It has been the great curse of humanity. In no other shape has the Demon of Ignorance assumed more hideous proportions; to no other obsession do we yield ourselves more readily. For whom do the hosannas ring higher than for the successful butcher of tens of thousands of poor fellows who have been made to pass through the fire to this Moloch of nationalism? A vice of the blood, of the plasm rather, it runs riot in the race, and rages today as of yore in spite of the precepts of religion and the practice of democracy. Nor is there any hope of change; the pulpit is dumb, the press fans the flames, literature panders to it and the people love to have it so. Not that all aspects of nationalism are bad. Breathes there a man with soul so dead that it does not glow at the thought of what the men of his blood have done and suffered to make his country what it is? There is room, plenty of room, for proper pride of land and birth. What I inveigh against is a cursed spirit of intolerance, conceived in distrust and bred in ignorance, that makes the mental attitude perennially antagonistic, even bitterly antagonistic to everything foreign, that subordinates everywhere the race to the nation, forgetting the higher claims of human brotherhood.

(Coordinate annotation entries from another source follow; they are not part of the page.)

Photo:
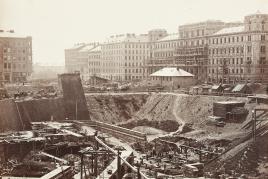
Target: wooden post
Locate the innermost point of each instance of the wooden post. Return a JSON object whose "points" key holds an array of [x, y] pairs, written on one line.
{"points": [[81, 167], [118, 165], [96, 165]]}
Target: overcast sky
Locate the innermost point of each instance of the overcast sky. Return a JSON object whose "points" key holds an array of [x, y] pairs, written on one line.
{"points": [[57, 24]]}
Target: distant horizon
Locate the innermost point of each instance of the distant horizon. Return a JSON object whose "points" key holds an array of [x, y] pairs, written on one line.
{"points": [[58, 25]]}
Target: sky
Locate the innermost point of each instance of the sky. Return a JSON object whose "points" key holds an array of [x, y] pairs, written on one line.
{"points": [[58, 24]]}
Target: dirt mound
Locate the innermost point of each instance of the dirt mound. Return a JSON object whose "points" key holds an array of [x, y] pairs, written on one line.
{"points": [[114, 108], [149, 130], [10, 118]]}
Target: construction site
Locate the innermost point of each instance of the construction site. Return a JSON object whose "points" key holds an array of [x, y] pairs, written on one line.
{"points": [[69, 133]]}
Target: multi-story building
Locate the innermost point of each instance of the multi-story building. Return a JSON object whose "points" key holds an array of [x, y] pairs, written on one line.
{"points": [[213, 51], [217, 52], [76, 59], [119, 58], [94, 61], [124, 57], [15, 57], [187, 50], [239, 54]]}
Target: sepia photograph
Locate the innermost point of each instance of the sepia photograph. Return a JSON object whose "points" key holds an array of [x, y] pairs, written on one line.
{"points": [[133, 89]]}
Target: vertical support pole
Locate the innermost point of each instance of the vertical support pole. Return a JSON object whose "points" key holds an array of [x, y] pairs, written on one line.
{"points": [[252, 115], [92, 163], [200, 154], [139, 174], [186, 154], [254, 125], [118, 165], [82, 163], [96, 165]]}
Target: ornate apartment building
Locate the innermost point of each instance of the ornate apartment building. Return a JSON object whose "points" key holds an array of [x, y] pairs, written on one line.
{"points": [[119, 58], [124, 57], [215, 51], [239, 54], [77, 59], [15, 57], [187, 50]]}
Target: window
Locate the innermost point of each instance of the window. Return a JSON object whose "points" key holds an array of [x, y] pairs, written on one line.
{"points": [[262, 37], [249, 49], [262, 49], [249, 38]]}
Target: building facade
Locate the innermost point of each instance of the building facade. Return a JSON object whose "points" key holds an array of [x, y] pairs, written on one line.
{"points": [[77, 59], [216, 51], [239, 54], [15, 57], [213, 51]]}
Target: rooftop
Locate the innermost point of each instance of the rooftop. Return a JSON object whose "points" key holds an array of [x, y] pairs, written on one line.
{"points": [[95, 49], [170, 37], [172, 72], [126, 38], [230, 30], [11, 34]]}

While medicine is everywhere tinctured with national characteristics, the wider aspects of the profession, to which I have alludedour common lineage and the community of interestsshould always save us from the more vicious aspects of this sin, if it cannot prevent it altogether. And yet I cannot say, as I wish I could, that we are wholly free from this form of Chauvinism. Can we say, as English, French, German or American physicians, that our culture is always cosmopolitan, not national, that our attitude of mind is always as frankly open and friendly to the French as to the English, to the American as to the German, and that we are free at all times and in all places from prejudice, at all times free from a self-satisfied feeling of superiority the one over the other? There has been of late years a closer union of the profession of the different countries through the International Congress and through the inter-national meetings of the special societies; but this is not enough, and the hostile attitude has by no means disappeared. Ignorance is at the root. When a man talks slightingly of the position and work of his profession in any country, or when a teacher tells you that he fails to find inspiration in the work of his foreign colleagues, in the words of the Arabian proverbhe is a fool, shun him! Full knowledge, which alone disperses the mists of ignorance, can only be obtained by travel or by a thorough acquaintance with the literature of the different countries. Personal, first-hand intercourse with men of different lands, when the mind is young and plastic, is the best vaccination against the disease. The man who has sat at the feet of Virchow, or has listened to Traube, or Helmholtz, or Cohnheim, can never look with unfriendly eyes at German medicine or German methods. Who ever met with an English or American pupil of Louis or of Charcot, who did not love French medicine, if not for its own sake, at least for the reverence he bore his great master? Let our young men, particularly those who aspire to teaching positions, go abroad. They can find at home laboratories and hospitals as well equipped as any in the world, but they may find abroad more than they knew they soughtwidened sympathies, heightened ideals and something perhaps of a Weltcultur which will remain through life as the best protection against the vice of nationalism.
Next to a personal knowledge of men, a knowledge of the literature of the profession of different countries will do much to counteract intolerance and Chauvinism. The great works in the department of medicine in which a man is interested, are not so many that he cannot know their contents, though they be in three or four languages. Think of the impetus French medicine gave to the profession in the first half of the last century, of the debt we all owe to German science in the latter half, and of the lesson of the practical application by the English of sanitation and asepsis! It is one of our chief glories and one of the unique features of the profession that, no matter where the work is done in the world, if of any value, it is quickly utilized. Nothing has contributed more to the denationalization of the profession of this continent than, on the one hand, the ready reception of the good men from the old countries who have cast in their lot with us, and, on the other, the influence of our young men who have returned from Europe with sympathies as wide as the profession itself. There is abroad among us a proper spirit of eclecticism, a willingness to take the good wherever found, that augurs well for the future. It helps a man immensely to be a bit of a hero-worshipper, and the stories of the lives of the masters of medicine do much to stimulate our ambition and rouse our sympathies. If the life and work of such men as Bichat and Laennec will not stir the blood of a young man and make him feel proud of France and of Frenchmen, he must be a dull and muddy mettled rascal. In reading the life of Hunter, of Jenner, who thinks of the nationality which is merged and lost in our interest in the man and in his work? In the halcyon days of the Renaissance there was no nationalism in medicine, but a fine catholic spirit made great leaders like Vesalius, Eustachius, Stensen and others at home in every country in Europe. While this is impossible today, a great teacher of any country may have a world-wide audience in our journal literature, which has done so much to make medicine cosmopolitan.